Safety Check: Confirm nodetool status shows this node as UN. If ActiveTasks is 0 while pending tasks stays high, suspect a corrupt SSTable pinning the queue, not a throughput shortfall — do not raise throughput, jump to Troubleshooting. Expected Output:

pending tasks: 148
id        compaction type  keyspace  table        completed  total     unit   progress
a1b2...   Compaction       events    raw_ingest   40 GiB     210 GiB   bytes  19.04%
# 2. Find the runaway table by history — which table is generating the work.
cqlsh -e "SELECT keyspace_name, columnfamily_name, bytes_in, bytes_out, compacted_at \
  FROM system.compaction_history LIMIT 20;"

Safety Check: A single table dominating recent bytes_in is your drain target. On Cassandra 5.0 the same live state is in system_views.sstable_tasks without parsing text. Expected Output: Rows clustered on one keyspace/table are the signal.

# 3. Read current node-local settings so every change is reversible.
nodetool getcompactionthroughput
nodetool getconcurrentcompactors

Safety Check: Write these two values down. Every lever below is reverted to exactly these at the end. Expected Output: e.g. Current compaction throughput: 64 MB/s and 4.

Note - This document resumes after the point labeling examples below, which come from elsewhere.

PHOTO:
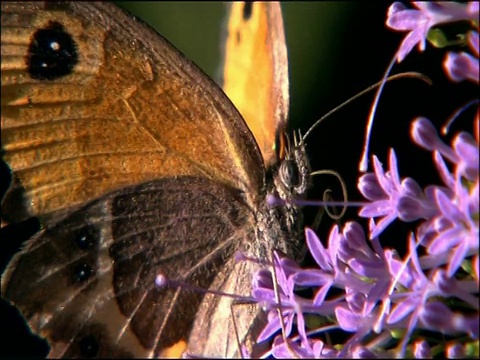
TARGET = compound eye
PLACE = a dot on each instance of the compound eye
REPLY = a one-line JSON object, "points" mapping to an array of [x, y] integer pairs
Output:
{"points": [[289, 173]]}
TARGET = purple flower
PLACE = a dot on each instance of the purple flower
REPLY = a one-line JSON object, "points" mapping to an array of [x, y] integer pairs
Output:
{"points": [[421, 350], [419, 22], [464, 66], [391, 198], [453, 229]]}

Implementation: node-local drain levers, in order of safety

Apply these from safest to most aggressive, checking the queue between each. Do not skip to nodetool compact.

1. Raise compaction throughput on this node

The first and safest lever gives the existing compactors more I/O budget. It is instantaneous and fully reversible.

# Double the throughput ceiling on THIS node only (MB/s). 4.1+ accepts the same
# nodetool verb even though the cassandra.yaml key was renamed to compaction_throughput.
nodetool setcompactionthroughput 128

Safety Check: Keep the ceiling at or below ~50% of the array’s sustained write bandwidth. On a shared SSD, going higher steals I/O from the write path and induces WriteTimeoutException. Rollback Path: nodetool setcompactionthroughput 64 (or your recorded baseline).

2. Add compactor threads

If throughput is raised but a single compactor thread is the bottleneck on a multi-core box, add threads. This takes effect immediately without restart on 4.x/5.x.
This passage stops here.